Les Anonymes: Petite histoire des groupes anonymes

Extrait:

Premier meeting: le choc

«Ils n’ont pas seulement atteint le fond de leurs ressources personnelles; ils ont également atteint le fond des ressources professionnelles (médecins, psychologues, chirurgiens, orienteurs etc.), celles du milieu de travail (les collègues sont tannés de les couvrir, son boss ne peut plus passer l’éponge; souvent il a même perdu son boulot.) et même celles de leur milieu familial ( tous les membres de la famille ont atteint les limites de leur patience et ont habituellement abandonné l’idée de les voir changer) Alors il ne leur reste plus rien. Pas seulement rien au plan matériel; il ne leur reste rien de la vie. Plus d’espoir; c’est la désespérance. Souvent il n’y a plus personne dans leur vie qui croit en eux. » (France)

«La peur m’a amené à G.A. L’anxiété et l’angoisse permanente me faisaient craindre la crise de cœur. J’avais peur de mourir.» (André)

Quand il franchit la porte pour sa première réunion A.A., le nouveau est accueilli par des gens qui, un soir, sont arrivés dans le même état sinon pire. Aussi, l’accueil est chaleureux, toujours. Tous savent le courage et l’effort nécessaires pour admettre sa défaite et venir à «un premier meeting».

Chaises alignées ou en rond, cafétière qui ronronne dans un coin, des publications du mouvement disposées sur une table dans un coin.

Un membre (choisi par rotation) anime la réunion qui commencera ponctuellement et durera une couple d’heures.

Tous répètent la prière de la sérénité : «Mon Dieu, donnez-moi la sérénité d’accepter les choses que je ne peux changer, le courage de changer les choses que je peux et la sagesse d’en connaître la différence.»

Dans les petits groupes, on fait un tour de table et chacun déclare « : «Je m’appelle… et je suis un alcoolique.» On n’utilise que les prénoms.

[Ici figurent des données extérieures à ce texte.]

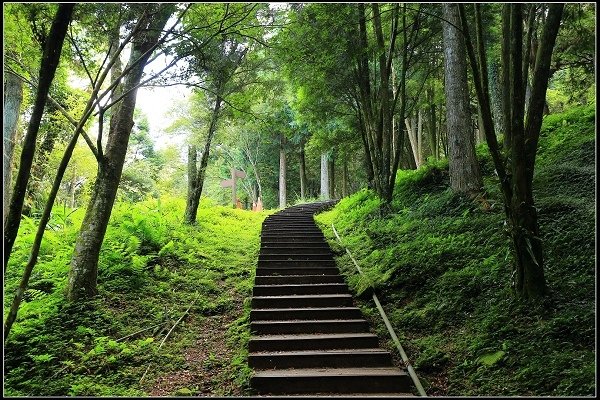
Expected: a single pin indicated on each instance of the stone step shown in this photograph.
(265, 314)
(339, 358)
(302, 301)
(297, 279)
(336, 380)
(312, 342)
(289, 289)
(266, 268)
(283, 262)
(309, 326)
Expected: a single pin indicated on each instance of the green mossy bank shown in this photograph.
(152, 268)
(441, 265)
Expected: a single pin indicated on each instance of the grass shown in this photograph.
(152, 268)
(442, 267)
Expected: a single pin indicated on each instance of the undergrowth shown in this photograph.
(441, 265)
(152, 268)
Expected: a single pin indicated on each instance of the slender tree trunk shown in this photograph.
(48, 65)
(192, 199)
(496, 98)
(516, 170)
(84, 264)
(324, 177)
(465, 176)
(13, 97)
(345, 177)
(282, 173)
(331, 174)
(302, 171)
(194, 195)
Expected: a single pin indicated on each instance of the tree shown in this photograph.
(465, 176)
(84, 264)
(13, 97)
(49, 63)
(515, 167)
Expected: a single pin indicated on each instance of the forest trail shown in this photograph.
(308, 338)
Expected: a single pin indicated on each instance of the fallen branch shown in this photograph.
(169, 333)
(140, 331)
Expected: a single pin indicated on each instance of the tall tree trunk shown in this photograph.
(13, 97)
(345, 178)
(34, 195)
(193, 199)
(496, 98)
(48, 65)
(282, 173)
(465, 176)
(302, 171)
(324, 177)
(331, 174)
(84, 264)
(515, 169)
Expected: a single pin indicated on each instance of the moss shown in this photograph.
(442, 264)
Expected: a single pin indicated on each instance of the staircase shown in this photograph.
(308, 338)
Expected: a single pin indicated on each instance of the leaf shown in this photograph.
(490, 359)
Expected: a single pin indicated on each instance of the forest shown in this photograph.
(457, 139)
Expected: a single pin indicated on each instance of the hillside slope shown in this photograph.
(152, 270)
(441, 265)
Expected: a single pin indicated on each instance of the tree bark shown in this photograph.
(282, 173)
(193, 198)
(84, 264)
(516, 177)
(324, 177)
(465, 176)
(13, 97)
(302, 171)
(331, 174)
(345, 178)
(48, 66)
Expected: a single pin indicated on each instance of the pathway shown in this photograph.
(308, 338)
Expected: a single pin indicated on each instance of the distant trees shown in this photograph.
(49, 63)
(84, 264)
(522, 122)
(463, 165)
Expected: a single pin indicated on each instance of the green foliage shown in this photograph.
(441, 266)
(151, 269)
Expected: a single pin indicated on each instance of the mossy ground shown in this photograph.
(152, 268)
(442, 264)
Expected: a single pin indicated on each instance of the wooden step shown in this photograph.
(302, 301)
(289, 289)
(266, 269)
(337, 358)
(282, 262)
(323, 249)
(296, 257)
(313, 342)
(297, 279)
(262, 314)
(338, 380)
(309, 326)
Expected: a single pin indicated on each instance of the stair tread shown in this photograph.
(323, 372)
(374, 350)
(309, 336)
(312, 321)
(296, 296)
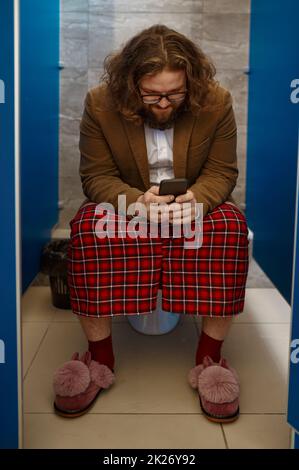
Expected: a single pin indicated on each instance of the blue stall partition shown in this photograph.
(293, 400)
(272, 137)
(10, 266)
(39, 128)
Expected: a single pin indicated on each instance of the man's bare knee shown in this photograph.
(95, 328)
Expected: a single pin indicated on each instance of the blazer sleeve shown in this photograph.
(100, 176)
(219, 173)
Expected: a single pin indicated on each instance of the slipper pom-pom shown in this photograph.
(71, 379)
(218, 385)
(101, 374)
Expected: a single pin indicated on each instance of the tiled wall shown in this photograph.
(90, 29)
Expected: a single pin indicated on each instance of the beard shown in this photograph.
(152, 121)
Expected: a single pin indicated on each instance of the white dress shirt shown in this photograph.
(159, 144)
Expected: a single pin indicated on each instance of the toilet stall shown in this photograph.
(29, 130)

Puis l’animateur, après avoir donné les nouvelles, présente le membre qui a accepté de raconter son expérience. Ou annonce le sujet de partage. En accord avec leurs principes anarchiques, le sujet n’est pas obligatoire; c’est une simple suggestion. Mais, et c’est un gros mais, il y a trois règles strictes: on n’interrompt jamais celui qui parle; on ne fait pas de commentaires sur ce qu’il a dit ( ce qui coupe le sifflet aux gourous) ; on ne parle que de son problème, impossible donc de déraper sur ses convictions religieuses, politiques ou quoi que ce soit qui n’a pas un rapport direct avec son problème d’alcool.

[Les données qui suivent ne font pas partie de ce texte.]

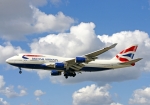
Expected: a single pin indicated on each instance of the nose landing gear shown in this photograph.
(20, 70)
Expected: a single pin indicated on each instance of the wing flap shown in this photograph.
(98, 52)
(131, 61)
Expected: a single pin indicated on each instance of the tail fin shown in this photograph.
(126, 54)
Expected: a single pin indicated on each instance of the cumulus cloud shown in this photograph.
(20, 19)
(38, 3)
(9, 91)
(2, 83)
(51, 23)
(38, 93)
(8, 50)
(140, 97)
(93, 95)
(82, 39)
(55, 2)
(2, 102)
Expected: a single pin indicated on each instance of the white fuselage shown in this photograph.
(32, 62)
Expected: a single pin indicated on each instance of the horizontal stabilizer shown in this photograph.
(131, 61)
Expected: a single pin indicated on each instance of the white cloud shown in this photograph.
(2, 102)
(51, 23)
(9, 91)
(55, 2)
(18, 19)
(38, 93)
(38, 2)
(82, 39)
(140, 97)
(115, 104)
(7, 50)
(2, 83)
(93, 95)
(38, 99)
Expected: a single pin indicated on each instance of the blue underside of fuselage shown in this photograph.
(39, 66)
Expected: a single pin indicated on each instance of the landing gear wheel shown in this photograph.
(74, 74)
(20, 72)
(66, 76)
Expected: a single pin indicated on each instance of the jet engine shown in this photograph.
(55, 73)
(81, 59)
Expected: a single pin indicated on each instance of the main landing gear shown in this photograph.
(20, 70)
(67, 73)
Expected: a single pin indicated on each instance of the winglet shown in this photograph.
(112, 46)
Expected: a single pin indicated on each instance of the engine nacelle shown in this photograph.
(55, 73)
(81, 59)
(59, 65)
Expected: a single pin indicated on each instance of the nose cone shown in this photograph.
(8, 60)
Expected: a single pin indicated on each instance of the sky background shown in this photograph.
(70, 28)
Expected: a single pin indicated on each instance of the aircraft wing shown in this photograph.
(131, 61)
(98, 52)
(90, 56)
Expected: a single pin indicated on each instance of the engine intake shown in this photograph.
(55, 73)
(59, 65)
(80, 59)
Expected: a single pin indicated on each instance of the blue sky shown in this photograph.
(71, 28)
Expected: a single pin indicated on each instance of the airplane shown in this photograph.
(70, 66)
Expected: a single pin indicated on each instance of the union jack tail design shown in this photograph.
(126, 54)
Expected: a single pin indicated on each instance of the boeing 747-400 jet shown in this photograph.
(69, 66)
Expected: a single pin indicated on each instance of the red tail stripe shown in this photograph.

À tour de rôle, les membres qui le veulent bien prennent la parole. On peut aussi rester silencieux pendant des mois ou des années.

Dans un silence respectueux, les membres écoutent, avec une rare intensité, un membre raconter ses craintes, son expérience, ce qui lui est arrivé de merveilleux ou d’affreux, sa force et ses espoirs.

Et c’est le choc.

Qu’il reconnaisse sa vie ou non en écoutant les autres, une chose le frappe en plein front: ce sont des pros, de l’alcool, du jeu, de la coke. Ils sont ses frères de sang. ils ont tout entendu et tout vécu.

Anecdote: « Un nouveau, mort de honte, décide de prendre la parole dans un meeting A.A.. Il raconte aux membres attentifs à quel point il a bu, les quantités astronomiques d’alcool qu’il ingurgitait. Pas l’ombre d’une réaction. Il croit quand même qu’ils sont scandalisés.

Après la réunion, un vieux membre va le voir. Tu sais, dit-il, je t’écoutais tantôt. «Je pense que j’en ai plus répandu par terre que tu en as bu.»